Gelen Bayan Heathcliff'di. Ama doğrusu hiç de gülebilecek durumda değildi. Sarı saçları, yağmur ve kardan sırılsıklam olmuş, püskül püskül omuzlarından aşağı sarkıyordu. Üzerinde, konumuna hiç de uygun düşmeyen, ancak yaşına oldukça uygun, genç kızlığında giydiği türden, kısa kollu, yakası açık, ince ipekliden bir elbise vardı; elbise ıslanmış, vücuduna yapışmıştı; başında ve boynunda hiçbir şey yoktu. Ayağına ince terlikler geçirmişti. Kulağının altında oluk oluk kanayan derin bir yara vardı. Dondurucu soğuk bile kanamayı tam olarak durduramamıştı. Yüzü gözü tırmalanmıştı, her tarafı yara bere içindeydi. Yorgunluktan ayakta duramayacak bir haldeydi. Bu bitkin halini görür görmez kapıldığım korkunun derecesini siz düşünün.

"Küçükhanımcığım," dedim. "Üstünüzdekilerin hepsini çıkarıp kuruları ile değiştirmedikçe, ne yerimden kalkar, ne de bir tek lafınızı dinlerim. Sonra, bu gece Gimmerton'a da gidecek değilsin, bu yüzden arabanın hazırlanmasına da hiç gerek yok."

"Mutlaka gideceğim," dedi. "İster yaya, ister arabayla, mutlaka gideceğim. Ama elbiselerimi değiştirme konusunda seninle aynı fikirdeyim. Sonra... Ayy, bak boynumdan aşağı nasıl kanlar akıyor! Çok sızlıyor ve ateş gibi de yanıyor."

Verdiği emirleri yerine getirmedikçe, yarasına el sürdürmemekte inat etti. Ancak arabayı hazırlamaları söylendikten, bir hizmetçi kızı da gerekli giyecekleri bohçalamak üzere gönderdikten sonra, yarasını sarmama ve üstündekileri değiştirmesi için ona yardım etmeme razı oldu.

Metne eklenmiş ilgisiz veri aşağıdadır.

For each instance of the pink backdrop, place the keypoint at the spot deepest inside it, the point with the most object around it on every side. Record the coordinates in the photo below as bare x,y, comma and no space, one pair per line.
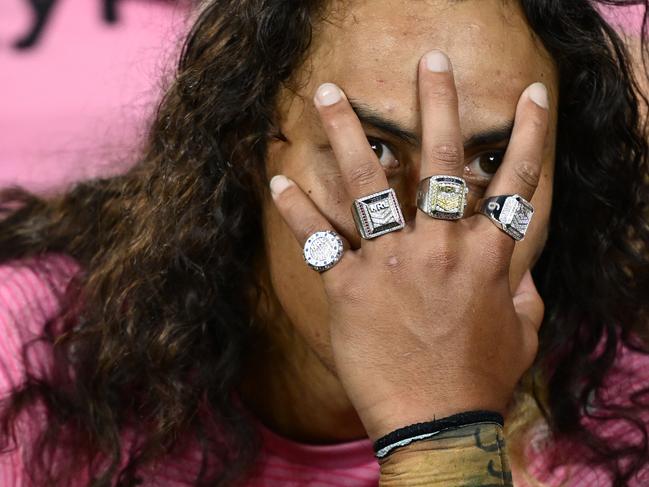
73,106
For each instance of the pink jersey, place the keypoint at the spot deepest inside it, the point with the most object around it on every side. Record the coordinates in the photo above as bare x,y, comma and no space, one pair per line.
28,299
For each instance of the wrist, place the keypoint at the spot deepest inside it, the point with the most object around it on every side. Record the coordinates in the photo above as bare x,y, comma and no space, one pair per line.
469,454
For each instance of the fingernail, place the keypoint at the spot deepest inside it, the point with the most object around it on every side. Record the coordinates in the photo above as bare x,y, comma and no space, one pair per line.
328,94
538,93
279,183
437,62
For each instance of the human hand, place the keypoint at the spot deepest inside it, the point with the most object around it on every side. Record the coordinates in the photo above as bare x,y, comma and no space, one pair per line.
423,322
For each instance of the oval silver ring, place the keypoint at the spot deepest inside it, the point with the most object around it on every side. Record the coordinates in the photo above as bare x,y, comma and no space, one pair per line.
323,250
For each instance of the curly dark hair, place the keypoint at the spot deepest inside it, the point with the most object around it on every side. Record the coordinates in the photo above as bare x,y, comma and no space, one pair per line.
154,329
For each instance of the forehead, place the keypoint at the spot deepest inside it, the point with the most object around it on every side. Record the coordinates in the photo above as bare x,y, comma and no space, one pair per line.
371,49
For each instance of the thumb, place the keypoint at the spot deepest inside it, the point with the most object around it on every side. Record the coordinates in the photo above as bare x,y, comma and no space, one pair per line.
528,303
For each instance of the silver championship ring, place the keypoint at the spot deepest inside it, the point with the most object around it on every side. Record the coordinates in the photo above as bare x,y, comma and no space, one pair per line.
378,214
323,250
442,197
511,213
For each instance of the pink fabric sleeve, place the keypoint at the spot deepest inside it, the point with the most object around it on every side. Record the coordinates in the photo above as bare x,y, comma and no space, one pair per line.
28,298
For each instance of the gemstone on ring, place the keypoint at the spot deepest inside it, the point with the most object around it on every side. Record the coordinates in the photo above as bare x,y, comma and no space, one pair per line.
511,213
323,250
378,214
443,197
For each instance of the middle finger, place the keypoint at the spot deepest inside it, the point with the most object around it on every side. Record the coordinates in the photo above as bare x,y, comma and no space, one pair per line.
442,148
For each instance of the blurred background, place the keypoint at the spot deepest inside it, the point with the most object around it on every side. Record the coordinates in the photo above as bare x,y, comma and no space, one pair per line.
80,78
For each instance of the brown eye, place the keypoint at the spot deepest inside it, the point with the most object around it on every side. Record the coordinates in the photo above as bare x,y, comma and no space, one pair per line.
486,164
384,153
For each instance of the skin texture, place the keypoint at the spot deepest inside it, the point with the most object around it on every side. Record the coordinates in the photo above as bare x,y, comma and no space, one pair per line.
372,51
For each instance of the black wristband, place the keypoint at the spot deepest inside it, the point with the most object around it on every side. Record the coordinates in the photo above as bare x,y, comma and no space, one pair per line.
430,428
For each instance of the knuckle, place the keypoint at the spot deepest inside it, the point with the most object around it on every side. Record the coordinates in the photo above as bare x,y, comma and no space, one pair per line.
442,92
449,153
528,172
363,174
394,263
310,227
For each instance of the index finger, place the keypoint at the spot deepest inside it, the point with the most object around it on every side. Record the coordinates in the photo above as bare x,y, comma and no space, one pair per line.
359,166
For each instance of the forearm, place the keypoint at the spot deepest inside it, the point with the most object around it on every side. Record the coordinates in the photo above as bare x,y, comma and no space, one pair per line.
472,455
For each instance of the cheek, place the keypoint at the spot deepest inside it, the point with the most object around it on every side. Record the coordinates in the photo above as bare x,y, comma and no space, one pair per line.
298,289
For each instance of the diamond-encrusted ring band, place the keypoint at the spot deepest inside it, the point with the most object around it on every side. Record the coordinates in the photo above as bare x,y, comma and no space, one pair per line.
442,197
511,213
323,250
378,214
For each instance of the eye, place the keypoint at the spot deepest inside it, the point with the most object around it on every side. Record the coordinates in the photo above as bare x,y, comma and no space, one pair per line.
384,153
486,164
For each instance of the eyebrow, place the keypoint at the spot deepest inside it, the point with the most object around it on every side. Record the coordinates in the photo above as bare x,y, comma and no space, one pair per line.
369,116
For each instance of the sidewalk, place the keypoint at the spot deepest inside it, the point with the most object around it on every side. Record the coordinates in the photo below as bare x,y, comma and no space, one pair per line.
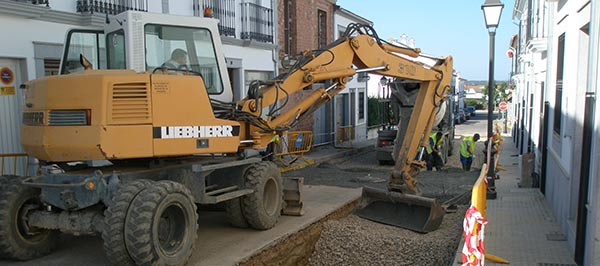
522,228
325,153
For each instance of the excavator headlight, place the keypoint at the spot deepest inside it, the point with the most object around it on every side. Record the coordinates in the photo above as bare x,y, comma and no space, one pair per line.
69,117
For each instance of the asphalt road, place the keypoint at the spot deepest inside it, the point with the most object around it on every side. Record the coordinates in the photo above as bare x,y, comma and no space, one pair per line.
477,124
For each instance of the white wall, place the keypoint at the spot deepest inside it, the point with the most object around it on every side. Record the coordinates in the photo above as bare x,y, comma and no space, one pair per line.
66,6
21,33
180,7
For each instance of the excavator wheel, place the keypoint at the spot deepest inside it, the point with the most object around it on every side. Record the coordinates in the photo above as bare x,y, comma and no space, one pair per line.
235,216
262,208
114,220
161,224
18,241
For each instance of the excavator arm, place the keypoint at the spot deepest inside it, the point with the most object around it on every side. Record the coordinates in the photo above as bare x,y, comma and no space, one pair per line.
360,50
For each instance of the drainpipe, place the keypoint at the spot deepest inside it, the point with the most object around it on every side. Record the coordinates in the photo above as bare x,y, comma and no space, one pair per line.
275,50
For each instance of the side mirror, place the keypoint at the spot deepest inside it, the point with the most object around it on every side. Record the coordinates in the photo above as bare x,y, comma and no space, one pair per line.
87,65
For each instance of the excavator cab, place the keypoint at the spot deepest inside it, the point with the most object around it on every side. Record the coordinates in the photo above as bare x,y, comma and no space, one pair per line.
146,42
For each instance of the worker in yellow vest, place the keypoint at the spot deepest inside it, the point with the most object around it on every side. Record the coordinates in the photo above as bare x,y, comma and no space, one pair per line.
433,156
467,147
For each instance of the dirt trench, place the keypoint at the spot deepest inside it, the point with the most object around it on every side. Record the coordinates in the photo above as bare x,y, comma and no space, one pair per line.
343,238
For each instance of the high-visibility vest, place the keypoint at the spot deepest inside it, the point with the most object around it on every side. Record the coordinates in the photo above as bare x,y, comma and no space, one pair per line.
467,147
433,143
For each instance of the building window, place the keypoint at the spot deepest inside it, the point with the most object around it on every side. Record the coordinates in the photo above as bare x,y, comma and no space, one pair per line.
361,105
51,66
322,30
559,83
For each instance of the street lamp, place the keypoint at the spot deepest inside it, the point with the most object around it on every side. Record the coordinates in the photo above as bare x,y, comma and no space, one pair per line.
492,9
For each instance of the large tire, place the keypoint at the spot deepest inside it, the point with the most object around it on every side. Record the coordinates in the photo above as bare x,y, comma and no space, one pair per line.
161,225
17,240
262,208
114,220
235,216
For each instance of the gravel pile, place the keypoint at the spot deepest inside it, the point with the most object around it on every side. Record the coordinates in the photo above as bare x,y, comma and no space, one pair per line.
356,241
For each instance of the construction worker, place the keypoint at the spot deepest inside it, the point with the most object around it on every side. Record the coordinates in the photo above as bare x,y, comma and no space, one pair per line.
433,157
467,147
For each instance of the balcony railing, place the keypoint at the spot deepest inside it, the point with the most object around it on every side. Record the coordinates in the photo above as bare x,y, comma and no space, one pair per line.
111,7
35,2
223,10
257,22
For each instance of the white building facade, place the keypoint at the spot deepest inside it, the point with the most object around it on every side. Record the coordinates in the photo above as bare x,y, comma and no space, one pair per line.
34,34
350,106
556,79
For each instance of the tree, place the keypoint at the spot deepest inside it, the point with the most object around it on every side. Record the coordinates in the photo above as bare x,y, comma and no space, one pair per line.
500,95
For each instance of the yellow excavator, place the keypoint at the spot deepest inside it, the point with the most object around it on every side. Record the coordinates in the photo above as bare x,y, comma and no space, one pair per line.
129,145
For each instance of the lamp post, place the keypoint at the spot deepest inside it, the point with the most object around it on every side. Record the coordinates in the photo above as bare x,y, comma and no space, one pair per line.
383,100
492,9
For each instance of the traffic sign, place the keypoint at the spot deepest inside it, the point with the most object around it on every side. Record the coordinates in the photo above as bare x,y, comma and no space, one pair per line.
503,106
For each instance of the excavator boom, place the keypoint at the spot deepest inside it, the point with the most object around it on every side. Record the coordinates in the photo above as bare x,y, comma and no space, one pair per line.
335,62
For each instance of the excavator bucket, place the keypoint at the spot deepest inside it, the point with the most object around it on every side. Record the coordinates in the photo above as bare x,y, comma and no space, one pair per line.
408,211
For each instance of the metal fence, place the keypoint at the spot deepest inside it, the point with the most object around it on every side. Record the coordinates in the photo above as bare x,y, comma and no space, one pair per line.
111,7
257,22
290,150
223,10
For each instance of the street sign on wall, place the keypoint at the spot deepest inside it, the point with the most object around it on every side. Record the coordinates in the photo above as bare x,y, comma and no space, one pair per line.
503,106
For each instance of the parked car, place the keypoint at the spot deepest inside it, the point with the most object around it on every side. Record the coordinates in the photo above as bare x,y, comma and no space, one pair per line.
470,110
462,116
457,119
465,114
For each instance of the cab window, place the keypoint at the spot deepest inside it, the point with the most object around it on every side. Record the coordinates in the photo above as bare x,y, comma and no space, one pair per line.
180,48
115,44
88,43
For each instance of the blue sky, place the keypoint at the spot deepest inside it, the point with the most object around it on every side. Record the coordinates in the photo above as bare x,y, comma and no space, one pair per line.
443,27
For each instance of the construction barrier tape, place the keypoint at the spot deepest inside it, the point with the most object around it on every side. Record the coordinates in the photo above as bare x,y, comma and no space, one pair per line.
473,227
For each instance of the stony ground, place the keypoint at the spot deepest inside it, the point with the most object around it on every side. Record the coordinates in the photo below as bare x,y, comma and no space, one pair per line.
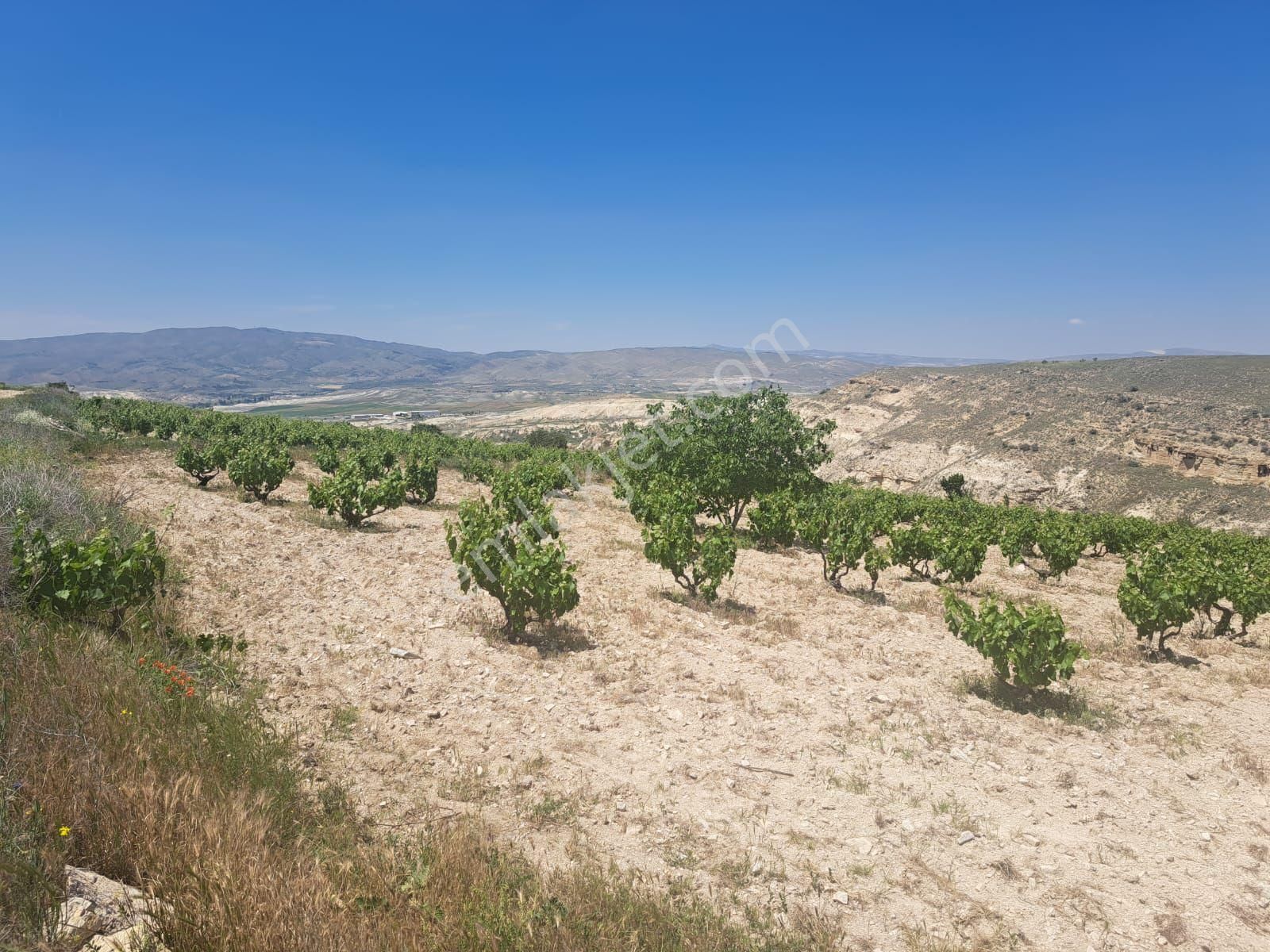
795,748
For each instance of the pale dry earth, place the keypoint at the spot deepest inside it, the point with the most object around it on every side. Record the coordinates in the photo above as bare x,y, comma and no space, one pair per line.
797,748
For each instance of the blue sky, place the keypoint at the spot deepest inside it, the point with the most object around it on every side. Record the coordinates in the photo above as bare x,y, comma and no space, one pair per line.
997,179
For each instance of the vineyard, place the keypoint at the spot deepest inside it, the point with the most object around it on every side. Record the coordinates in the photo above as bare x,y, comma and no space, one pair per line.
690,488
937,723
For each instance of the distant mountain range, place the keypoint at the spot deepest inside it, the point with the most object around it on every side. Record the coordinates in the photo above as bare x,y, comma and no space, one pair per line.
228,365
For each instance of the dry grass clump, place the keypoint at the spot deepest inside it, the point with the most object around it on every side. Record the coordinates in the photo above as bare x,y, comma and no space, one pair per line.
196,800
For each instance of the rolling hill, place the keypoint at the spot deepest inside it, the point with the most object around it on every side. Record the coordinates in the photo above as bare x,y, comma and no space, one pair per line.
1172,437
226,365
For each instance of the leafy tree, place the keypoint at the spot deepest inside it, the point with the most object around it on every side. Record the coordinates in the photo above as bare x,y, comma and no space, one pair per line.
102,577
774,520
725,450
258,467
353,498
1028,647
954,486
201,463
516,559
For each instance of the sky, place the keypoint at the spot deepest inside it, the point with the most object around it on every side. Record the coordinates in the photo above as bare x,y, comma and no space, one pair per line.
984,179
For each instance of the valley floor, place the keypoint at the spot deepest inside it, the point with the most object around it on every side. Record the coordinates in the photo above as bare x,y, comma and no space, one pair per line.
794,747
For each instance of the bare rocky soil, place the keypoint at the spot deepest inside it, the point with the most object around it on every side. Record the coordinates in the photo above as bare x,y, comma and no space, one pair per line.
795,748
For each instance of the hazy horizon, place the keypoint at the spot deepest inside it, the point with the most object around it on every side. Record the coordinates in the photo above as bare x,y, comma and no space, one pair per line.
977,181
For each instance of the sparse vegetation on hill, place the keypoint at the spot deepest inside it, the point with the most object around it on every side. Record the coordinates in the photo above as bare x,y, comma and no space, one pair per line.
143,754
1168,437
368,890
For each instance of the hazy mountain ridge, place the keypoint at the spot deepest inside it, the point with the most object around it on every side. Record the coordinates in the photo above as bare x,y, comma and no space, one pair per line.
224,365
228,365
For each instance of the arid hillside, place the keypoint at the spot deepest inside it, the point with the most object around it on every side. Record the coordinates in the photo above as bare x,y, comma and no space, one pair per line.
831,757
1168,437
1165,437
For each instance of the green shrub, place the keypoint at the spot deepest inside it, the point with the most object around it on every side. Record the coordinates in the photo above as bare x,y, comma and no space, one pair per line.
518,559
327,457
349,494
258,467
943,541
725,451
548,440
201,463
421,479
848,527
1194,573
954,486
102,577
1029,647
698,560
1048,543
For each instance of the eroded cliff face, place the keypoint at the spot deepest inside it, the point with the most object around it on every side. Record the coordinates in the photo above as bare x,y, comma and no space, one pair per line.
1229,466
1049,436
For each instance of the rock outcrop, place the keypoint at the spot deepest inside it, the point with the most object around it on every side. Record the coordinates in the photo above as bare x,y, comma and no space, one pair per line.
103,916
1216,463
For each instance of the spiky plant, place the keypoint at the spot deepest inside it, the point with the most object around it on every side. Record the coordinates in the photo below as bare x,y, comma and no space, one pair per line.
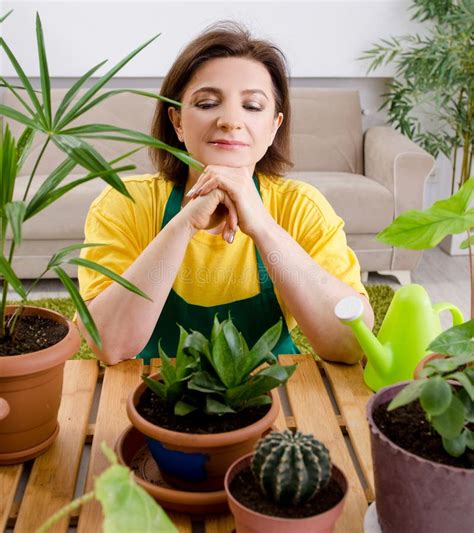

Elbiselerini değiştirip yarasını sardıktan sonra ona bir bardak çay verip ocağın başındaki koltuğa oturttum. Bayan Heathcliff, "Şimdi karşıma otur Nelly," dedi. "Yalnız zavallı Catherine'in bebeğini bir yere bırak, onu görmek istemiyorum. Odaya tıpkı bir deli gibi girdim diye, Catherine için üzülmediğimi sanma; ben de ağladım, hem de günlerce gözyaşı döktüm... Hatırlarsın onunla dargın ayrılmıştık, bu yüzden kendimi hiç bağışlamayacağım. Ama ne olursa olsun, diğerinin acısını da paylaşacak değilim. Ah canavar! Çabuk uzat bana şu ocak demirini! Bende artık bundan başka bir şeyi kalmadı." Yüzük parmağındaki halkayı çıkartıp yere attı. Çocukça bir öfkeyle çiğneyerek, "Onu da ezeceğim! Hem de yakacağım!" dedikten sonra, eğri büğrü yüzüğü yerden alıp, korların arasına fırlattı. "Tamam!" dedi. "Beni bir daha eline geçirebilirse, yenisini satın alır. Burada kalmaktan çekiniyorum; çünkü, sırf Edgar'ı tedirgin etmek için, beni aramak bahanesiyle buraya gelebilir. Üstelik Edgar da bana karşı iyi davranmadı, biliyorsun. Ondan yardım isteyemeyeceğim gibi, başının daha fazla derde girmesini de istemem. Ben buraya, zorda kaldığım için sığındım, hatta Edgar'ın odasında olduğunu bilmeseydim, mutfaktan ileriye geçmez, orada biraz dinlenir, yüzümü yıkar, istediğim şeyleri sana getirtir, sonra hemen çıkar, şu uğursuz, insan kılığına girmiş zebaninin beni bulamayacağı bir yere giderdim. Ah, öyle bir öfkeliydi ki! Hele beni bir eline geçirebilseydi! Ne yazık ki, Earnshaw güç olarak onunla boy ölçüşecek bir durumda değil. Eğer Hindley onu altedebilecek güçte olsaydı, geberdiğini gözümle görmeden kaçar mıydım?"